Wednesday, December 10, 2014

Weather Notebook, 12/97 \ Night Watch


Nancy: Variable weather, winds and tides, bottles and boats, flotsam and jetsam, mostly lost, sometimes found.



Weather Notebook, 12/97


Ice, fog, snow squalls, rough water.

Little enough sun, with the days pinched
short.  No one was tending the dinghy;
it must have heaved in a gust and slipped
its mooring.  One morning it was gone.

Ice, fog, snow squalls, rough water.

As the days shorten, the cold sets in hard.
First, ice covers the marsh, then it fills
the small coves.  Yesterday, just at sunset,
the air thinned enough to see a flock of
buffleheads, riding it out in the bay.

Ice, fog, snow squalls.  Wind.

Winter begins at 3:07 p.m.  When the wind
lets up, trees, surprised, fall into the
pause.  Out on the bay, the dinghy has been
blown back and fetched up on a ledge.
In the coves, the ice thickens.

Winter begins.



Alan: When nothing can be done, the heart opens.  Call it prayer, or supplication, or just a crying out in darkness.



Night Watch


You’re so sick
and I’m helpless –
all my ministering a fraud.

Through night to a cold dawn
I listen to your shallow breaths
and the unceasing whir-whoosh
of the oxygen concentrator:
          whirrrrrrrrrrrrrrrrrrrrrrrrrrrrrrrrrrrrrr-whoosh!
          whirrrrrrrrrrrrrrrrrrrrrrrrrrrrrrrrrrrrrr-whoosh!
driving thought out of mind
in fragments,
                          atomized,
                                             gone.

            Only
the White Tara mantra remains
where I tenderly offer up your name:
          om tare tuttare ture Nancy ayuh-punya-jnana-pushtim kuru svaha!

White Tara,
                       Green Tara,
                                              Kuan Yin,
female embodiments of active compassion –
help us now!

Wrap her in your arms
for, though my heart yearns as a mother’s,
I am of male form and helpless.
I would hold her now as a mother
her suffering child –

as Mother Ocean holds her continents,
as Mother Galaxy holds her Earth,
as Mother Emptiness holds us all –

do this now

Wednesday, December 3, 2014

As For Him So For Me \ Teishen Tries To Write About Cherry Blossoms


Nancy: That first step away from his hut, that last quick look back – a start on the path toward an unexpected gift.



As For Him So For Me


Late fruit so sweet
     old bones warm in the sun
Ryokan drowses

Years in a mountain hut
     giving what he had
poems, dharma stories

Now, wrapped in a warm shawl
     he sips tea
love, he ponders love

So late, this teaching
     she hands him an apple
so late, so sweet



Alan: Late in life, Ryokan fell in love with the beautiful nun Teishen, who was with him when he died.
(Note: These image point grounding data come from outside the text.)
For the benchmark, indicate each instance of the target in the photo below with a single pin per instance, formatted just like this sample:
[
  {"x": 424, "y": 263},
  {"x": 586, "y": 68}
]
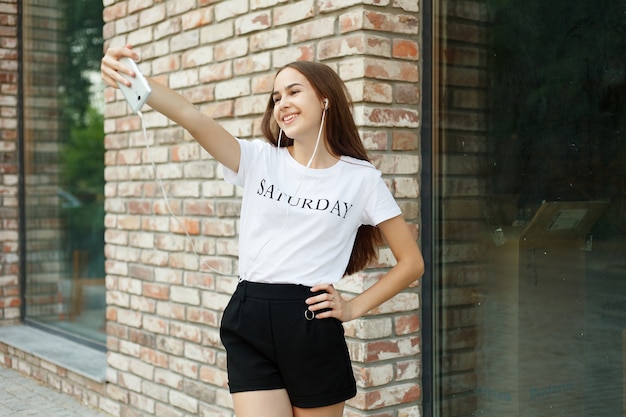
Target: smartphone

Teishen Tries To Write About Cherry Blossoms


I found him
out in the rain
looking up
at still-bare branches.
How withered he seemed!
leaning on his gnarled stick –
an old crow in his last molt,
water dripping from his beak –
so shabby his cloak!
I wanted to help him in
to warmth, green tea
but didn’t know where
his mind was –
left him, saying nothing,
rain trickling down his cheeks,
or tears.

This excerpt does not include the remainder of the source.